News: Keinen Blick für die Mutter
Geraldine Dawson und ihre Kollegen vom Autism Center der University of Washington untersuchten, inwieweit Drei- bis Vierjährige die Gesichter ihrer eigenen Mütter erkennen. Dafür zeigten sie sowohl autistischen als auch gesunden und geistig zurückgebliebenen Kindern Bilder der jeweiligen Mutter und von Fremden. Anschließend präsentierten sie ihnen Aufnahmen von bekannten oder ungewohnten Spielsachen. Mit Hilfe eines Elektrodennetzes zeichneten sie währenddessen die Gehirnaktivität der Kleinen auf.
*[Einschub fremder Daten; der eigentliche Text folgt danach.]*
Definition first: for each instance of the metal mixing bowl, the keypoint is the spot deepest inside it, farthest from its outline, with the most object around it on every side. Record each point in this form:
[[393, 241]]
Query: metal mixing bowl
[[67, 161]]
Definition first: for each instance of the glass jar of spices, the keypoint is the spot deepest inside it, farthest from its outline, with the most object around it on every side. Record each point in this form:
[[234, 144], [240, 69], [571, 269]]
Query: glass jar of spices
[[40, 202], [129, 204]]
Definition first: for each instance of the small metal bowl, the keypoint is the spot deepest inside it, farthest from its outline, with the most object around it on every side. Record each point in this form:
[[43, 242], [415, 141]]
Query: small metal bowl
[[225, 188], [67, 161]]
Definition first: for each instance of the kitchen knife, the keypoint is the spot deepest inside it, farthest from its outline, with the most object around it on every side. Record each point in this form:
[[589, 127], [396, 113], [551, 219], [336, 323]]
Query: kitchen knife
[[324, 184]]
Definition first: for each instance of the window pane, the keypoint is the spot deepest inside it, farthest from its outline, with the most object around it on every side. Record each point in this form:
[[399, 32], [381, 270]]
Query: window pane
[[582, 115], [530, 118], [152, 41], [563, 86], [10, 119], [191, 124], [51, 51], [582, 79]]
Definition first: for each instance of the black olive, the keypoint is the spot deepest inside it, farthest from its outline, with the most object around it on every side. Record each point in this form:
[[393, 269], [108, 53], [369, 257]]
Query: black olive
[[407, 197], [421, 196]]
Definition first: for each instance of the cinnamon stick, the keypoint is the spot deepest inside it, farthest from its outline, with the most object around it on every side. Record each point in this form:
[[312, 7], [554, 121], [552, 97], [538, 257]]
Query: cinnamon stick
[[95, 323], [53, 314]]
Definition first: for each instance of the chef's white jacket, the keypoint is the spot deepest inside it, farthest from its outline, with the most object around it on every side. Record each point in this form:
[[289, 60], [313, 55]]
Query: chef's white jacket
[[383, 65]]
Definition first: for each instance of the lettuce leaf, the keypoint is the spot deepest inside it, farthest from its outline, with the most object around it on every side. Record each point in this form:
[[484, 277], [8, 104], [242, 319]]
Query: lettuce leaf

Bei den Spielsachen waren sich die Kinder einig: Sie alle erkannten die ihnen vertrauten Dinge wieder. Die gesunden und geistig zurückgebliebenen Sprösslinge reagierten auch zweifelsfrei auf das Gesicht ihrer Mutter – nicht jedoch die autistischen Kinder. Ihre Mutter, so schien es, war für sie nur ein Gesicht unter vielen.
Die Ergebnisse weisen darauf hin, dass bei Autismus womöglich diejenigen Schaltkreise im Gehirn nicht richtig funktionieren, die für die Gesichtserkennung zuständig sind, erklärt Dawson. Denn da die Kinder das bekannte Spielzeug erkannten, kann es sich nicht um eine globale Störung handeln. Und weitere Resultate der Arbeitsgruppe zeigten, dass auch autistische Erwachsene auf Gesichter anders als ihre gesunden Mitmenschen reagieren.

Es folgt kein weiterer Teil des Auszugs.